Flask-Login handles user session management in Flask applications. It provides:

• User authentication state tracking
• Session management with secure cookies
• Route protection with decorators
• User object access via current_user

How do I protect routes with Flask-Login?

Use the @login_required decorator:

from flask_login import login_required

@app.route('/protected')
@login_required
def protected_route():
    return "This page requires login"

Can I use Flask-Login with SQLAlchemy?

Yes! Flask-Login works seamlessly with Flask-SQLAlchemy. Just ensure your User model inherits from UserMixin:

from flask_login import UserMixin

class User(UserMixin, db.Model):
    id = db.Column(db.Integer, primary_key=True)
    # ... other fields

How do I store passwords securely in Flask?

Use Werkzeug’s password hashing utilities:

from werkzeug.security import generate_password_hash, check_password_hash

# When creating user
password_hash = generate_password_hash(password)

# When verifying login
is_valid = check_password_hash(user.password, password)

What’s the difference between Flask-Login and JWT authentication?

• Flask-Login: Server-side sessions, simpler setup, built for traditional web apps
• JWT: Stateless tokens, better for APIs and microservices, requires more configuration

Choose Flask-Login for traditional web applications and JWT for API-based architectures.

How do I implement “Remember Me” functionality?

Flask-Login handles this automatically:

login_user(user, remember=True)  # Persistent session
login_user(user, remember=False)  # Session expires when browser closes

Can I use Flask-Login with multiple user types?

Yes, implement role-based access:

class User(UserMixin, db.Model):
    role = db.Column(db.String(20))
    
    def has_role(self, role):
        return self.role == role

# In routes
if current_user.has_role('admin'):
    # Admin-only functionality

In this tutorial, you learned how to use Flask-Login to implement secure authentication in a Flask app. You set up user models with Flask-SQLAlchemy, securely hashed passwords using Werkzeug, and protected routes with the @login_required decorator. You also saw how to use Flask’s flash system for error messages and added features like password reset and role-based access.

By following these steps and best practices, you now have a solid foundation for building robust, user-friendly authentication in your Flask applications.
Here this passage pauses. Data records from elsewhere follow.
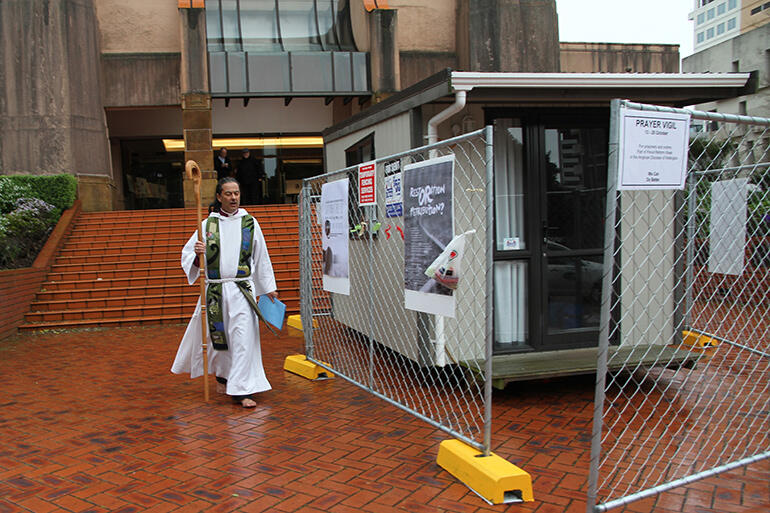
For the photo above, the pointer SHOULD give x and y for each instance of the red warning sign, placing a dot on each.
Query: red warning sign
(367, 192)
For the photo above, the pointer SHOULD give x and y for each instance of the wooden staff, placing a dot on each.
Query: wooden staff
(194, 173)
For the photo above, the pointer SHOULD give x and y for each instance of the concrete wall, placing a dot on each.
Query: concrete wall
(270, 115)
(507, 35)
(418, 65)
(618, 58)
(51, 118)
(136, 80)
(138, 26)
(426, 26)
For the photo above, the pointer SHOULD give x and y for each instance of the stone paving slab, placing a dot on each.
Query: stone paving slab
(93, 421)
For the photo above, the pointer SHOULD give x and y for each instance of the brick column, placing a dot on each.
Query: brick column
(196, 124)
(196, 99)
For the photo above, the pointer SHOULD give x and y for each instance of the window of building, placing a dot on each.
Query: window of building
(268, 26)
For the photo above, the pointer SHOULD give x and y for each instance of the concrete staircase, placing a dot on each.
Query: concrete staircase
(123, 269)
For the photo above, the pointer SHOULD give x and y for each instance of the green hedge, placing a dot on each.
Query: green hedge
(30, 206)
(57, 190)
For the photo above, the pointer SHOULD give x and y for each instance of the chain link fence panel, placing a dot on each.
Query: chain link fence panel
(687, 270)
(433, 366)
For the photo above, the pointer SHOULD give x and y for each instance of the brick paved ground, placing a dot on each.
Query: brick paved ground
(93, 421)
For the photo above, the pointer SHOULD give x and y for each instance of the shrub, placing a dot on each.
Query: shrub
(24, 231)
(57, 190)
(11, 192)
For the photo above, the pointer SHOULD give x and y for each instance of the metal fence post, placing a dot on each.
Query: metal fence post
(692, 205)
(606, 308)
(660, 421)
(370, 264)
(489, 154)
(306, 268)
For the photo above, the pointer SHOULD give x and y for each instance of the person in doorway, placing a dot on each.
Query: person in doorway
(222, 164)
(238, 271)
(251, 176)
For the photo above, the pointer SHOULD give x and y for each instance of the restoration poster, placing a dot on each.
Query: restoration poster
(334, 236)
(428, 228)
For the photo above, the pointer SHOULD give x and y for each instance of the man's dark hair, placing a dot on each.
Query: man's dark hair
(216, 205)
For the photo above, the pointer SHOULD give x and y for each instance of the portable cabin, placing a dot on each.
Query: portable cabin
(550, 177)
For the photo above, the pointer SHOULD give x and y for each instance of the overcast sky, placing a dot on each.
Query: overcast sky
(627, 21)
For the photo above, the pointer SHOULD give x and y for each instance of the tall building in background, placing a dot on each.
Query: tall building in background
(720, 20)
(733, 36)
(120, 93)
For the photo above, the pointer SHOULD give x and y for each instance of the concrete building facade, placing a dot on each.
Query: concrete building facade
(120, 93)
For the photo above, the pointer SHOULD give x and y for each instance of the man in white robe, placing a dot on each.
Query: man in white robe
(240, 366)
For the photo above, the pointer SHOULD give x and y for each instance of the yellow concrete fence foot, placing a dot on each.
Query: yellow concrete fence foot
(693, 339)
(491, 477)
(300, 365)
(295, 322)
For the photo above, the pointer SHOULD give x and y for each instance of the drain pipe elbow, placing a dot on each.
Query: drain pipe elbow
(445, 114)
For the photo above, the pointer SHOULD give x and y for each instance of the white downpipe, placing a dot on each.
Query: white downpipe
(439, 334)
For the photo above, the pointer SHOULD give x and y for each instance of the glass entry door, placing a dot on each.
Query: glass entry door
(572, 230)
(550, 187)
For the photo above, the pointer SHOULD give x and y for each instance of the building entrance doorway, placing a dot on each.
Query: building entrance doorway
(152, 177)
(550, 187)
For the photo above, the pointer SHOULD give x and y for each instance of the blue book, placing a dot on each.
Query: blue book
(273, 312)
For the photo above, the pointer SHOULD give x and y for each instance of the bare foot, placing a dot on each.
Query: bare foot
(248, 402)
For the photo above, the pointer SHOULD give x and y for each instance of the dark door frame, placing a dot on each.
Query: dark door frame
(534, 122)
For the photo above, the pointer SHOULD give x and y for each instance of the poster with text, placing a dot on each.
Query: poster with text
(334, 236)
(653, 149)
(428, 228)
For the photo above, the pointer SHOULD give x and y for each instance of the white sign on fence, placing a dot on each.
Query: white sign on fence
(653, 149)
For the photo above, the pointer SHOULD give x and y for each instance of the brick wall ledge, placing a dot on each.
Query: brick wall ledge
(18, 287)
(46, 256)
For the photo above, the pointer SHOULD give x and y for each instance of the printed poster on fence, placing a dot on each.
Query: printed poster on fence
(367, 184)
(394, 206)
(428, 228)
(334, 237)
(653, 149)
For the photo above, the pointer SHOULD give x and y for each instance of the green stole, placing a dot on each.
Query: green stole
(214, 290)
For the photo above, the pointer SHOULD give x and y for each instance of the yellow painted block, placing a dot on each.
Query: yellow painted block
(492, 477)
(300, 365)
(690, 338)
(295, 321)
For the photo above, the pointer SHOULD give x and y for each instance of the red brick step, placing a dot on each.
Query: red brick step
(123, 269)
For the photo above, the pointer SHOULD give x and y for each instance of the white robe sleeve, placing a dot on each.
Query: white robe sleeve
(262, 268)
(189, 257)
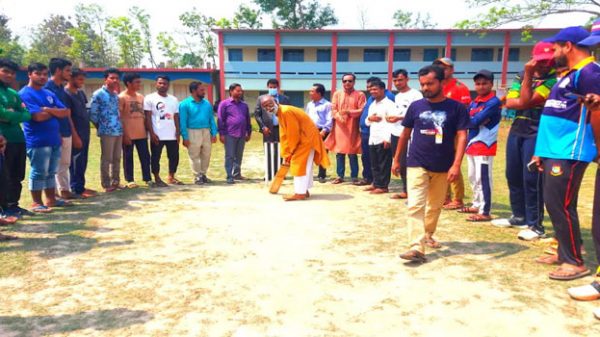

To deploy your Flask authentication app in production, consider hosting it on DigitalOcean App Platform or a Droplet for full control and scalability.

Next Steps

For production applications, consider:

• Flask-Security: Provides additional features like email confirmation and password reset
• OAuth integration: Add social login with Google, GitHub, etc.
• Two-factor authentication: Implement 2FA for enhanced security
• Rate limiting: Prevent brute force attacks with Flask-Limiter
• Audit logging: Track user actions for security monitoring

The authentication system you’ve built provides a solid foundation for most Flask applications. For more complex requirements, explore Flask-Security or Flask-User, which are built on top of Flask-Login and offer additional features out of the box.